Ursula von der Leyen, in a direct snub to Moscow, welcomed measures that Armenia has taken against the circumvention of Western sanctions against Russia, especially to make sure that lethal equipment and technologies do not end up in the hands of the Russian military. 

The Russian ministry said such promises of aid to Armenia “cannot be compared with the multibillion-dollar benefits that Armenia continues to receive from interaction with Moscow and within the Eurasian Economic Union and the CIS.”

The ministry also accused the West of scuttling Moscow’s attempts to negotiate an Armenia-Azerbaijan peace deal.
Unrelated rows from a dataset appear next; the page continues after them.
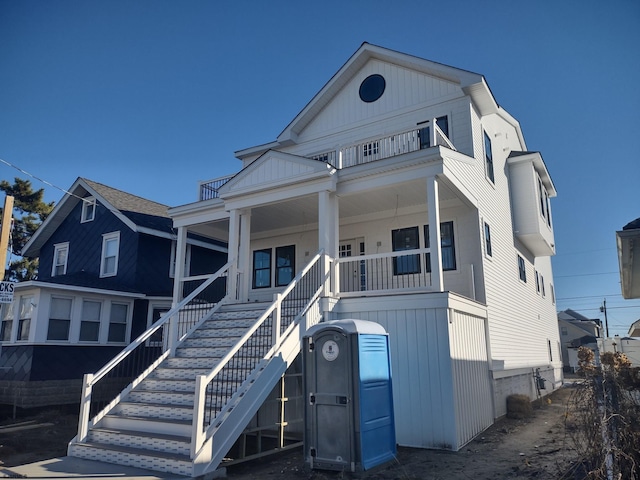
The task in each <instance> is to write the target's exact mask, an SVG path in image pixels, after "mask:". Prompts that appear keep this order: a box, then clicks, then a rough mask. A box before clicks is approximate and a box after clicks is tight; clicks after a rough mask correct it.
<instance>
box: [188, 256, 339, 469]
mask: <svg viewBox="0 0 640 480" xmlns="http://www.w3.org/2000/svg"><path fill="white" fill-rule="evenodd" d="M327 261H328V260H327V258H326V256H325V255H324V253H323V252H322V251H321V252H318V253H317V254H316V255H315V257H314V258H313V259H312V260H311V261H310V262H309V264H308V265H307V266H306V267H305V268H304V269H303V270H302V271H300V272H299V273H298V274H297V275H296V277H295V278H294V279H293V281H292V282H291V283H290V284H289V286H288V287H287V288H286V289H285V290H284V291H283V292H282V293H280V294H276V295H275V299H274V301H273V303H272V304H271V305H270V306H269V307H268V308H267V309H266V310H265V312H264V313H263V314H262V315H261V316H260V318H258V320H257V321H256V322H255V324H254V325H253V326H252V327H251V328H250V329H249V330H248V331H247V332H246V333H245V335H244V336H243V337H242V338H241V339H240V340H239V341H238V342H237V343H236V345H235V346H234V347H233V348H231V349H230V350H229V352H228V353H227V354H226V355H225V356H224V357H223V358H222V359H221V360H220V362H218V364H217V365H216V367H215V368H213V369H212V370H211V371H210V372H209V373H208V374H206V375H199V376H197V377H196V390H195V397H194V407H193V424H192V438H191V458H195V457H196V455H197V453H198V452H199V451H200V449H201V448H202V446H203V444H204V442H205V440H206V439H207V438H209V437H210V436H211V435H212V434H213V430H214V429H215V428H216V426H218V425H219V424H220V423H221V422H220V419H221V418H224V416H225V415H226V414H227V413H229V412H230V411H231V410H232V409H233V408H234V407H235V405H233V402H232V400H233V399H234V398H238V397H239V396H241V395H244V391H243V392H242V393H241V392H240V389H241V387H242V386H243V385H245V388H248V385H250V384H251V382H250V381H249V377H248V376H249V375H250V374H251V373H252V372H255V371H256V367H258V366H259V365H260V364H263V363H264V362H267V361H269V360H270V359H271V358H272V357H273V356H274V355H276V354H277V352H278V349H279V348H280V347H281V345H283V343H284V342H285V341H286V340H287V339H288V338H289V336H290V335H291V332H292V331H293V330H294V328H295V327H297V326H298V324H299V323H300V322H301V319H303V318H305V313H306V312H307V311H308V310H309V308H310V307H311V306H312V305H314V304H315V303H316V302H317V300H318V298H319V297H320V295H321V293H322V291H323V289H324V286H325V285H326V283H327V282H326V277H327V275H328V273H327V272H328V268H327V267H326V262H327ZM316 317H317V318H316ZM318 320H319V316H313V319H312V320H310V323H312V324H313V323H316V322H317V321H318ZM308 321H309V320H308ZM310 326H311V324H309V325H305V329H306V328H308V327H310ZM298 342H299V339H298ZM296 345H299V343H296ZM298 348H299V346H298ZM223 453H224V452H223Z"/></svg>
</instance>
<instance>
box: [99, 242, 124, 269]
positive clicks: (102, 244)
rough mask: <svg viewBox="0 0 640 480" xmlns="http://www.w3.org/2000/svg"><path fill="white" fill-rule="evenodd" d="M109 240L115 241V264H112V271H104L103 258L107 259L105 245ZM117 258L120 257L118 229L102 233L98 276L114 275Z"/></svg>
mask: <svg viewBox="0 0 640 480" xmlns="http://www.w3.org/2000/svg"><path fill="white" fill-rule="evenodd" d="M111 240H116V241H117V246H116V252H115V264H114V271H113V272H107V271H105V269H106V264H105V260H106V259H107V257H106V253H107V251H106V247H107V244H108V242H110V241H111ZM109 258H111V257H109ZM119 259H120V231H117V232H111V233H104V234H102V252H101V253H100V278H104V277H115V276H116V275H117V274H118V261H119Z"/></svg>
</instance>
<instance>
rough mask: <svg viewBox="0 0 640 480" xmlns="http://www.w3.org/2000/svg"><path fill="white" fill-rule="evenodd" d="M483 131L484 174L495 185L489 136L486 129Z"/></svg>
mask: <svg viewBox="0 0 640 480" xmlns="http://www.w3.org/2000/svg"><path fill="white" fill-rule="evenodd" d="M482 133H483V142H482V143H483V146H484V165H485V174H486V177H487V179H488V180H489V181H490V182H491V183H492V184H494V185H495V183H496V177H495V172H494V169H493V167H494V165H493V149H492V146H491V137H490V136H489V134H488V133H487V131H486V130H483V131H482Z"/></svg>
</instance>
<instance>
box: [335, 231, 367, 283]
mask: <svg viewBox="0 0 640 480" xmlns="http://www.w3.org/2000/svg"><path fill="white" fill-rule="evenodd" d="M338 255H339V257H340V258H347V257H354V256H358V255H364V239H363V238H354V239H351V240H342V241H341V242H340V244H339V246H338ZM366 289H367V277H366V265H365V262H364V261H362V260H361V261H356V260H352V261H346V262H344V263H342V262H341V263H340V291H341V292H358V291H364V290H366Z"/></svg>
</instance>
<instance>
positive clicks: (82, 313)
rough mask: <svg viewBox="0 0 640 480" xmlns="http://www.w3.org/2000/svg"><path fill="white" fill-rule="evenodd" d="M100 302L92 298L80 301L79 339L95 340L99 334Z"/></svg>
mask: <svg viewBox="0 0 640 480" xmlns="http://www.w3.org/2000/svg"><path fill="white" fill-rule="evenodd" d="M101 309H102V304H101V303H100V302H94V301H92V300H84V301H83V302H82V319H81V320H80V341H81V342H97V341H98V337H99V334H100V310H101Z"/></svg>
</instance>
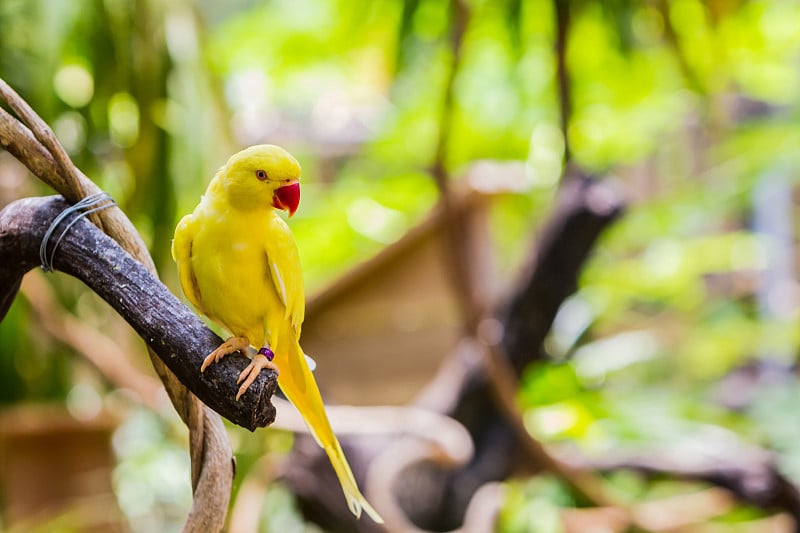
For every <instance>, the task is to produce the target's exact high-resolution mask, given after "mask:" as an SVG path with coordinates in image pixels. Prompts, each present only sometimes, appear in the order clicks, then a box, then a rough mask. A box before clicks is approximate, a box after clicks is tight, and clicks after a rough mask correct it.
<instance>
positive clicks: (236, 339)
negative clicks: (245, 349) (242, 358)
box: [200, 337, 250, 372]
mask: <svg viewBox="0 0 800 533" xmlns="http://www.w3.org/2000/svg"><path fill="white" fill-rule="evenodd" d="M248 346H250V341H249V340H247V338H245V337H229V338H228V340H226V341H225V342H223V343H222V344H220V345H219V348H217V349H216V350H214V351H213V352H211V353H210V354H208V357H206V358H205V360H204V361H203V365H202V366H201V367H200V372H205V370H206V368H208V367H209V366H211V364H212V363H219V362H220V361H221V360H222V358H223V357H225V356H226V355H228V354H232V353H233V352H238V351H239V350H244V349H246V348H247V347H248Z"/></svg>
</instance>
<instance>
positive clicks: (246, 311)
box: [172, 145, 383, 523]
mask: <svg viewBox="0 0 800 533" xmlns="http://www.w3.org/2000/svg"><path fill="white" fill-rule="evenodd" d="M299 178H300V164H299V163H298V162H297V160H296V159H295V158H294V157H292V156H291V154H289V153H288V152H286V151H285V150H284V149H283V148H280V147H279V146H274V145H256V146H251V147H250V148H247V149H245V150H242V151H241V152H239V153H237V154H235V155H233V156H232V157H231V158H230V159H229V160H228V162H227V163H226V164H225V166H223V167H222V168H221V169H220V170H219V171H217V173H216V175H215V176H214V178H213V179H212V180H211V183H209V185H208V189H207V190H206V193H205V194H204V195H203V197H202V198H201V200H200V203H199V204H198V206H197V207H196V208H195V210H194V212H193V213H192V214H190V215H186V216H185V217H183V219H182V220H181V221H180V222H179V223H178V227H177V228H176V229H175V238H174V240H173V241H172V257H173V258H174V259H175V261H176V262H177V264H178V275H179V277H180V281H181V286H182V288H183V292H184V293H185V294H186V297H187V298H188V299H189V301H190V302H192V304H194V306H195V307H196V308H197V309H198V310H199V311H200V312H202V313H203V314H204V315H206V316H207V317H209V318H210V319H211V320H213V321H215V322H217V323H218V324H220V325H222V326H223V327H224V328H225V329H227V330H228V331H229V332H230V333H231V334H232V337H230V338H229V339H228V340H226V341H225V342H224V343H223V344H222V345H220V347H219V348H217V349H216V350H214V351H213V352H211V354H209V355H208V357H207V358H206V359H205V361H203V365H202V366H201V368H200V370H201V372H202V371H204V370H205V369H206V368H207V367H208V366H209V365H211V364H212V363H215V362H219V360H220V359H222V358H223V357H224V356H225V355H227V354H230V353H233V352H235V351H237V350H242V351H243V352H244V351H245V350H246V349H247V348H248V347H250V346H253V347H254V348H256V349H258V352H257V353H256V354H255V355H254V356H253V358H252V360H251V362H250V365H249V366H248V367H247V368H245V369H244V371H243V372H242V373H241V375H240V376H239V379H238V381H237V383H241V387H240V389H239V392H238V394H237V395H236V399H237V400H238V399H239V397H240V396H241V395H242V394H243V393H244V392H245V391H246V390H247V389H248V387H250V385H251V384H252V383H253V381H254V380H255V379H256V377H257V376H258V373H259V372H261V370H262V369H264V368H271V369H273V370H275V371H277V372H279V374H278V385H279V386H280V388H281V390H282V391H283V393H284V394H285V395H286V397H287V398H288V399H289V401H291V402H292V403H293V404H294V406H295V407H297V410H298V411H299V412H300V414H301V415H302V416H303V419H304V420H305V421H306V423H307V424H308V427H309V428H310V430H311V434H312V435H313V436H314V438H315V439H316V441H317V443H318V444H319V445H320V446H321V447H322V448H323V449H324V450H325V453H326V454H327V455H328V459H329V460H330V462H331V465H332V466H333V469H334V470H335V472H336V475H337V476H338V478H339V483H341V485H342V490H343V491H344V495H345V498H346V499H347V505H348V507H349V508H350V511H351V512H352V513H353V514H354V515H355V516H356V517H360V516H361V512H362V510H363V511H364V512H366V513H367V515H369V516H370V517H371V518H372V519H373V520H374V521H376V522H378V523H382V522H383V520H382V519H381V517H380V515H379V514H378V513H377V512H376V511H375V509H373V508H372V506H371V505H370V504H369V503H368V502H367V500H366V498H364V496H363V495H362V494H361V492H360V491H359V489H358V486H357V485H356V480H355V478H354V477H353V473H352V471H351V470H350V465H349V464H348V463H347V459H346V458H345V456H344V452H343V451H342V447H341V446H340V445H339V441H338V440H337V439H336V436H335V435H334V433H333V430H332V429H331V425H330V422H328V417H327V415H326V414H325V407H324V405H323V403H322V398H321V396H320V393H319V389H318V388H317V384H316V382H315V381H314V376H313V375H312V374H311V370H310V369H309V367H308V363H307V362H306V358H305V355H304V354H303V350H302V349H301V348H300V344H299V342H298V340H299V338H300V329H301V327H302V325H303V318H304V316H305V291H304V288H303V273H302V270H301V268H300V257H299V254H298V251H297V245H296V244H295V241H294V237H293V236H292V233H291V231H290V230H289V226H287V224H286V223H285V222H284V221H283V219H282V218H281V217H280V216H278V214H277V212H276V211H275V209H281V210H286V211H288V212H289V216H291V215H293V214H294V212H295V211H296V210H297V206H298V204H299V203H300V183H299ZM273 208H275V209H273Z"/></svg>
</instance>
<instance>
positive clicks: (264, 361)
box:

The ministry claims the West pressured Yerevan to pull out of implementing agreements signed by Russia, Armenia and Azerbaijan following the 2020 Karabakh War designed to unblock transport and economic routes in the South Caucasus and to delimitate the Armenia-Azerbaijan border.

Moscow called on the West and Yerevan to respect the principle of “regional responsibility” when drafting their foreign policy and to consider the concerns of neighboring states.

This point directly refers to Iran, which has also called for external “non-interference” in the South Caucasus.

While the Armenian government continues to claim that this shift in its foreign policy is not directed against any third party, it’s clear that Moscow views the matter differently.